Zusatz: die Variation in der Art des AS und des damit verbundenen Sidespins ist dazu da, mir Zeit zu verschaffen.
Klassiker: Ma Long spielt hauptsächlich Pendulum-AS mit der Vorab-Entscheidung, wie er den 3. Ball spielen will (mit seiner VH). Nur in sehr ungünstigen Konstellationen erhält er einen 3. Ball, der in seine weite VH oder aber tiefe RH geht.
Und selbst wenn dieser Ball in die tiefe RH geht, so kann sehr gut bei Fan Zhendong oder Wang Chuqin gesehen werden, dass sie den auch stark mit der VH in die Parallele spielen (und sich in der Folge fast auf dem Boden überschlagen).
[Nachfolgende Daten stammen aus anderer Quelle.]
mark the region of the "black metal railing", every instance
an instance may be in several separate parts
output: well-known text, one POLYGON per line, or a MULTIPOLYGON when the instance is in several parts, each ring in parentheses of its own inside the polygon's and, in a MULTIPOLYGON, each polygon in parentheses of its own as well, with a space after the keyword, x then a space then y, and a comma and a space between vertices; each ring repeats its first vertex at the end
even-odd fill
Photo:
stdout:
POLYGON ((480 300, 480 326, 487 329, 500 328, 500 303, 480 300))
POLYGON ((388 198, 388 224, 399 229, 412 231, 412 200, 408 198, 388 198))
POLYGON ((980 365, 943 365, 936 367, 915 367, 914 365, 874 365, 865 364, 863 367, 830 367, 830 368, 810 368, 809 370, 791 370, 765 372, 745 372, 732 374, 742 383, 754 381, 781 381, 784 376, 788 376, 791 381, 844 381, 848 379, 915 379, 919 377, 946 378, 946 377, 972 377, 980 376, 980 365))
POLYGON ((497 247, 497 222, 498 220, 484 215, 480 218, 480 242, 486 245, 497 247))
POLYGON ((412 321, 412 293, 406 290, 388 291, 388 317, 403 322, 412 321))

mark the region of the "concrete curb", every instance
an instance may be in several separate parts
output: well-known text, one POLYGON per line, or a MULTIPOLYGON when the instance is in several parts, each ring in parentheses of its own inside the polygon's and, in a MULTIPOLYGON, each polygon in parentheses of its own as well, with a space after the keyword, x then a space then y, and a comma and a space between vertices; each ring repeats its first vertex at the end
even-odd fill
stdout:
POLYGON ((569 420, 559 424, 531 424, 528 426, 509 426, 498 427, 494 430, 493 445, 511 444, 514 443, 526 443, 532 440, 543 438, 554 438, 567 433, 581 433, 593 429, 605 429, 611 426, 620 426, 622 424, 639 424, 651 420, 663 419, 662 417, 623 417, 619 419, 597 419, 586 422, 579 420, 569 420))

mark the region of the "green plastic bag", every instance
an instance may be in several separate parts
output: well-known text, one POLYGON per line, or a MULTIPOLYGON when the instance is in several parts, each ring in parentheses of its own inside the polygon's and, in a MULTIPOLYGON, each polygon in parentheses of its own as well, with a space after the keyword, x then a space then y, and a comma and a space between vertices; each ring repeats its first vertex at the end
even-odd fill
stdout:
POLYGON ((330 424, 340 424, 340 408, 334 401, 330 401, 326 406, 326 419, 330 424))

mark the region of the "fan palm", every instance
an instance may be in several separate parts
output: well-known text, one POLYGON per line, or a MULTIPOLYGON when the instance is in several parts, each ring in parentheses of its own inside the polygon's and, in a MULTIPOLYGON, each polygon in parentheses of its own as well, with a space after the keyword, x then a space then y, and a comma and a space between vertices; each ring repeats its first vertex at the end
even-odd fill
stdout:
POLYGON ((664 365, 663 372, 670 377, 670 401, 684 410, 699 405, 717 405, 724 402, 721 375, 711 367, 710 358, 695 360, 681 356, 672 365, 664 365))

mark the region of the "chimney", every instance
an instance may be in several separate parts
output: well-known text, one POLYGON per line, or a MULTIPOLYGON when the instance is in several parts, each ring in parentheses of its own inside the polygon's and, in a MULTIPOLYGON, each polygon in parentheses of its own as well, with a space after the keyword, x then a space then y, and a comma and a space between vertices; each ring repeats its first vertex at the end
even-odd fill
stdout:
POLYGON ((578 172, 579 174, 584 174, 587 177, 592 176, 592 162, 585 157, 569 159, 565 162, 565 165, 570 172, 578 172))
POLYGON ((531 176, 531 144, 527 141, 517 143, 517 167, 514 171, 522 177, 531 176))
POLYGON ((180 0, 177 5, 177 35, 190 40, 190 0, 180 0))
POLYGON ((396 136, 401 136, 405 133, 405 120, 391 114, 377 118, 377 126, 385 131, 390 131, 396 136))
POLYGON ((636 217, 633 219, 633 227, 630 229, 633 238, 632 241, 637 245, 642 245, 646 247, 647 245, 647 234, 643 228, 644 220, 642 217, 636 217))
Insofern kann ich die Frage nach der Klassenzugehörigkeit bzw. Spielstärke nicht gut nachvollziehen, da sich das spieltaktische Element unabhängig von der eigenen Leistung und des Gegenübers erhält (Komplexitäts-Reduktion und Vereinfachung). Das Problem könnte eher sein, dass die Rotation meines AS zu gering ist und damit der RS überallhin platziert werden kann, was den Aufschläger stark in Bedrängnis unabhängig von seiner Entscheidung bringen kann.